Stefan, étudiant trans en sociologie et âgé de 23 ans, en témoigne : « On a créé une nouvelle identité en tant que groupe mobilisé et la fac est devenue la “safe place” de beaucoup d’entre nous. » Pour son amie Sanja, la mobilisation a offert une liberté de parole inédite. « Je pense qu’à l’avenir, il y aura plus de liens entre les différentes luttes. Cette année, j’irai à la Pride avec mes camarades non queer et je suis sûre qu’ on y sera plus nombreux que les années précédentes. »

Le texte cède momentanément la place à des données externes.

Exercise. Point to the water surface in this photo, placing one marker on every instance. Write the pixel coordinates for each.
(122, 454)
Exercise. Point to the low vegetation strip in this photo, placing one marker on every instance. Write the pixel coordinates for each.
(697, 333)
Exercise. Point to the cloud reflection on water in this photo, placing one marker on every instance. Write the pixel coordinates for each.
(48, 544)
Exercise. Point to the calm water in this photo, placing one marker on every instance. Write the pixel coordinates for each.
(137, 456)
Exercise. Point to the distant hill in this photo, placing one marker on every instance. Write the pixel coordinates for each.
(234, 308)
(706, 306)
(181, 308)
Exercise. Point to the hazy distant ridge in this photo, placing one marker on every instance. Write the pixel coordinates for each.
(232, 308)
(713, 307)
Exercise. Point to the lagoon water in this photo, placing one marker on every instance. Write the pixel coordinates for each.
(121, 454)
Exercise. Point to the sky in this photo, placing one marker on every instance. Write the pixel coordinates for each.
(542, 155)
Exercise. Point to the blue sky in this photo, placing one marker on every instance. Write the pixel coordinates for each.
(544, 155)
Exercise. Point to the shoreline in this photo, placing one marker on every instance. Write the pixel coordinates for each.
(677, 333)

À Novi Sad, les blocages ont aussi rapproché des profils opposés. Andrija, un étudiant en philosophie âgé de 20 ans, vit quasiment à plein temps dans le bâtiment occupé depuis décembre. « Si je n’étais pas en train de bloquer ma fac, j’irais aux événements de la Pride Week », glisse-t-il comme seul indice pour se situer politiquement.

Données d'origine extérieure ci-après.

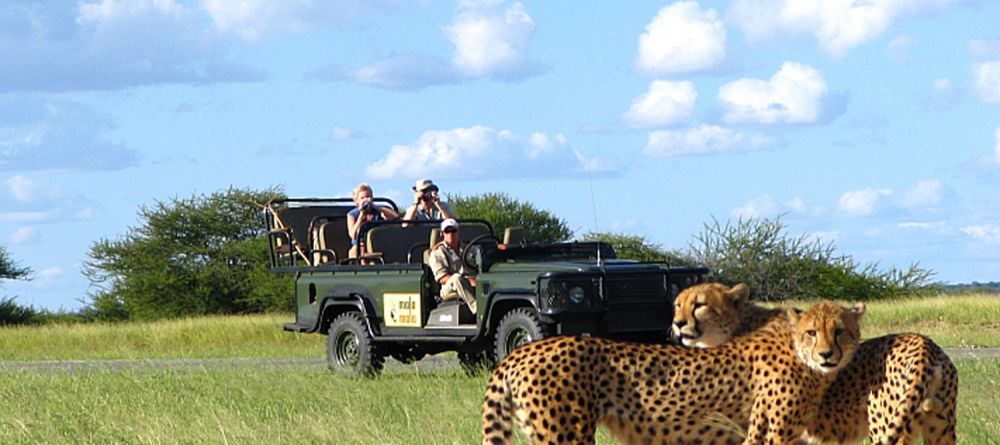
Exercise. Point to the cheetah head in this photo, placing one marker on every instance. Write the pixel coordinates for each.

Un souvenir des protestations le marque particulièrement : une nuit de garde partagée avec un camarade qu’il pensait trop conservateur pour qu’ils puissent s’entendre. « Dans d’autres circonstances, je ne lui aurais même pas parlé, ou alors en le confrontant », reconnaît Andrija, qui s’en est voulu après cet épisode. « J’avais des préjugés sur cette personne que je pensais être intolérante. On m’a tendu un miroir », admet-il, espérant que son interlocuteur ait eu la même réaction. Tandis que ses compagnons de lutte et lui continuent de se battre pour une grande victoire contre Vučić, le changement de mentalité dans l’esprit des protestataires serait déjà une petite victoire.

* Rapport de la Commission européenne sur le racisme et l’intolérance, 2024.